In A2, type “=A1+3” and hit Enter.
Click once on cell A2 to highlight it. See the little + in the lower-right corner? Click and drag it down to highlight several rows in that column, and then let go. (this is known as “fill down”). Describe what happens.
What simple thing can you edit so that column A shows the sequence 12, 15, 18, . . . ?
What simple things can you edit so that column A shows the sequence 12, 11, 10, . . . ?
In B1, type “16” and hit Enter.
In B2, type “=B1*0.5” and hit Enter.
Click on cell B2 and fill down. Describe what happens.
What simple thing can you edit so that column B shows the sequence 10, 5, 2.5, . . . ?
What simple things can you edit so that column B shows the sequence 10, 30, 90, . . . ?
In column C, starting at C1 and going down, type these terms of a geometric sequence: 700, 70, 7, 0.7, 0.07
Type “=C2/C1” in cell D2. What is the result?
What is the meaning of the result?
Click on cell D2 and fill down. What happens?
In column E, starting at E1 and going down, type these terms of an arithmetic sequence: 7, 10.5, 14, 17.5
Type “=E2-E1” in cell F2. What is the result?

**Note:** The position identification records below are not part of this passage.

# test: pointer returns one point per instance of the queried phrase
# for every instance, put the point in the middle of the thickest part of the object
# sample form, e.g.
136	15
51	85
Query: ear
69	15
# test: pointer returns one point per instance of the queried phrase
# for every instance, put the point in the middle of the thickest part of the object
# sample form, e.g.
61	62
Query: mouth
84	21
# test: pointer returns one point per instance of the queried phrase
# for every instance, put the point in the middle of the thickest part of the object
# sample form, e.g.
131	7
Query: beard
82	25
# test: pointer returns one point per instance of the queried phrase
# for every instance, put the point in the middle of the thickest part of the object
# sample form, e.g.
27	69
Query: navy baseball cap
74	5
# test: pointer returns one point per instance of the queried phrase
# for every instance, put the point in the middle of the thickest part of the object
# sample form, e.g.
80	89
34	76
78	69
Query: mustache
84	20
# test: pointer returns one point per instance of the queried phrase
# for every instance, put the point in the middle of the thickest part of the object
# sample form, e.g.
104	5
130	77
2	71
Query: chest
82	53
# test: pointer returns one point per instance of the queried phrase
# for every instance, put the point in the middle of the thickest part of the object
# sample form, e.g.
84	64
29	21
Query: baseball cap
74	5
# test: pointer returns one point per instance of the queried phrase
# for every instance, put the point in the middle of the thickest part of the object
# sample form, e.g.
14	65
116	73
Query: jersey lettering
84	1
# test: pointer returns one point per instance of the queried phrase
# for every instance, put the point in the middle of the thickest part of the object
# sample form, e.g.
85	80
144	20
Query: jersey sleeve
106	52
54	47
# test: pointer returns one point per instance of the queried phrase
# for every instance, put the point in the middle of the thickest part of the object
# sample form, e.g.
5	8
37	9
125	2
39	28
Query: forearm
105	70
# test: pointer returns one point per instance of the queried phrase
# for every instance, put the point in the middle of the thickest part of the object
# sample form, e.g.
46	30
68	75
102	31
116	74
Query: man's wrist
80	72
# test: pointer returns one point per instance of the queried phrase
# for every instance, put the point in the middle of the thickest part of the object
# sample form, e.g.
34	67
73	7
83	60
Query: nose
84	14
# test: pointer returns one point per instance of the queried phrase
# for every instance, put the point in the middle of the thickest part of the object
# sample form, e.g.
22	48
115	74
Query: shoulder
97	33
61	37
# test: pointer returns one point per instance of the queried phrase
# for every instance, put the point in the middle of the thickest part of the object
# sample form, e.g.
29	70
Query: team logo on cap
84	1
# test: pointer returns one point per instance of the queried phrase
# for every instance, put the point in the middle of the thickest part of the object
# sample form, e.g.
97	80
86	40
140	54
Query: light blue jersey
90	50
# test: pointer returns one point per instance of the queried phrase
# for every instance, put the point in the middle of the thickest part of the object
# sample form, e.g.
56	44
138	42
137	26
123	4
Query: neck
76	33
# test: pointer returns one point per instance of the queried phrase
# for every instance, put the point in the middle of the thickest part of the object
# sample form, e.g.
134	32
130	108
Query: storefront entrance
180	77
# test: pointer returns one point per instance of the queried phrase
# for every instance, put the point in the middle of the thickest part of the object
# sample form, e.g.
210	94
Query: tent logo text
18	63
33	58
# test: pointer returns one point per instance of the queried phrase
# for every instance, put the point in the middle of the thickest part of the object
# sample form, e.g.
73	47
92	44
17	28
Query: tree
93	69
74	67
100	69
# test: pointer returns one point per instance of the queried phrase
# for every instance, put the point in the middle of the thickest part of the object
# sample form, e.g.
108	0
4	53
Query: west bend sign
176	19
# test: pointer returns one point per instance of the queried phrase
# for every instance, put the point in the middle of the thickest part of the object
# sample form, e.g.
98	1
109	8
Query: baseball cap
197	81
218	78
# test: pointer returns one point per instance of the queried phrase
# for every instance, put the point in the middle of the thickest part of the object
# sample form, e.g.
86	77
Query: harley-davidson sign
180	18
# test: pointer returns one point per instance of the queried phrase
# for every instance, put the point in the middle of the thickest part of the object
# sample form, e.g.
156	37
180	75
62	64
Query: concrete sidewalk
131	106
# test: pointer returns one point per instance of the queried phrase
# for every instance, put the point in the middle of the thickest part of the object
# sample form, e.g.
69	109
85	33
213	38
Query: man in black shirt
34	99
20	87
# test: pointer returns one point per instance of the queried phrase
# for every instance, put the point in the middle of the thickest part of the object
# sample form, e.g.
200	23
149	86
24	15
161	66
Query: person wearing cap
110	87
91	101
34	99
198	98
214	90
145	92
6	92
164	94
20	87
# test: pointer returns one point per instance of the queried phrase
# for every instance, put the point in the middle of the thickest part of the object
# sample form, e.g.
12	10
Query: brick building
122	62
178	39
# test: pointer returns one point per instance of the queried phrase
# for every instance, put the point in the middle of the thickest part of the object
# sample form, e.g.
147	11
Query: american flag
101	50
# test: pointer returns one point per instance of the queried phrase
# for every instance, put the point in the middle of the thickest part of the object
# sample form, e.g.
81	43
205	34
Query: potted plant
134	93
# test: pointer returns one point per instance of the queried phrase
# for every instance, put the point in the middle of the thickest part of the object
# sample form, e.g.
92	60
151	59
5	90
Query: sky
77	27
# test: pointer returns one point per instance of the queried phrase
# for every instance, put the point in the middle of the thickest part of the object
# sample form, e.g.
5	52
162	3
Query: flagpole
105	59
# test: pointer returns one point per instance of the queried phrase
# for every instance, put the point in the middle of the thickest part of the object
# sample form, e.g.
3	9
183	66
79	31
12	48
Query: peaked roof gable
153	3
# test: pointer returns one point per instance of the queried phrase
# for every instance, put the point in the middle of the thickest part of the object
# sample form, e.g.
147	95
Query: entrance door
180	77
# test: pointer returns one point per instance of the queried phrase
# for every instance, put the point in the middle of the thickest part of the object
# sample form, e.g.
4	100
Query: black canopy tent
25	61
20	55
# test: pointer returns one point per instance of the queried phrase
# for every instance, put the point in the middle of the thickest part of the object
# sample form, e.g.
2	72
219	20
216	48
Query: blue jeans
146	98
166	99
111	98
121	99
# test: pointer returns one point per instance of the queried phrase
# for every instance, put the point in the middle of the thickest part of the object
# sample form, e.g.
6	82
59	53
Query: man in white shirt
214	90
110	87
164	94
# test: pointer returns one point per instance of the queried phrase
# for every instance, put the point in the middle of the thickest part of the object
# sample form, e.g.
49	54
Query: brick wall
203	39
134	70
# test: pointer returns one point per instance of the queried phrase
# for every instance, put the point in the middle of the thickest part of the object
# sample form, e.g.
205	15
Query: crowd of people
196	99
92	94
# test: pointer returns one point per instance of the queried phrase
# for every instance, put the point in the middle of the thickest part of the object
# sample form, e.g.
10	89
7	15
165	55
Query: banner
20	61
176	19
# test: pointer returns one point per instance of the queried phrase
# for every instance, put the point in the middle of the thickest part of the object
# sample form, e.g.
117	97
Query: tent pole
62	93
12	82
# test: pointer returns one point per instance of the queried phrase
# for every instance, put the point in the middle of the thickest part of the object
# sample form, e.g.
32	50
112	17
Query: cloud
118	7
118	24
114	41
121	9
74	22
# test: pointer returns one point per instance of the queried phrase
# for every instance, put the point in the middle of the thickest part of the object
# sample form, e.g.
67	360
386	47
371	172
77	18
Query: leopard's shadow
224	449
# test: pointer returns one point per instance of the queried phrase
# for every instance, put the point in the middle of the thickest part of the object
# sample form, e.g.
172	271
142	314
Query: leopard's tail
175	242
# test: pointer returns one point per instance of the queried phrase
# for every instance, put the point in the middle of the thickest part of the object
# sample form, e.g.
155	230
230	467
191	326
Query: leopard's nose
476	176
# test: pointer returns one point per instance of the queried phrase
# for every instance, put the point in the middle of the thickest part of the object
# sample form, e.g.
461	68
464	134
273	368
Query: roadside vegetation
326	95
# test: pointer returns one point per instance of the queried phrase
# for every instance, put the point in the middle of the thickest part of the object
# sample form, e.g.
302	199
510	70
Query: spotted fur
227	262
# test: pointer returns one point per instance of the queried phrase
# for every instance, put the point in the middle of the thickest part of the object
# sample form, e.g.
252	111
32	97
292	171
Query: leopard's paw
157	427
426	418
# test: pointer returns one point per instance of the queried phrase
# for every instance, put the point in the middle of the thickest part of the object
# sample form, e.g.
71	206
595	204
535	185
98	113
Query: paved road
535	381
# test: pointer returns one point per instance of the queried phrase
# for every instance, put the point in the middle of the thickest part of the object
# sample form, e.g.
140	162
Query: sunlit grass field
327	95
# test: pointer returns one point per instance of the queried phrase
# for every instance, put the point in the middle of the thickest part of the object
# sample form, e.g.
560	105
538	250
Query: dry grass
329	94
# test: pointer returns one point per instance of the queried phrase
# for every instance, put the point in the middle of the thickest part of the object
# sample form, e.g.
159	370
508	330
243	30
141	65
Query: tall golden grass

What is the meaning of the result?
Click on cell F2 and fill down. What happens?
Use the spreadsheet to decide whether the sequence 8, 12, 18, 27, 40.5 is arithmetic or geometric, and find its rate of change or growth factor.
Use the spreadsheet to decide whether the sequence 50, 42.1, 34.2, 26.3 is arithmetic or geometric, and find its rate of change or growth factor.
4.3
Activity
Open a graphing utility, and follow your teacher’s instructions to create a new table with 2 columns. Learn how the 2 numbers in each row can be plotted as points in the coordinate plane.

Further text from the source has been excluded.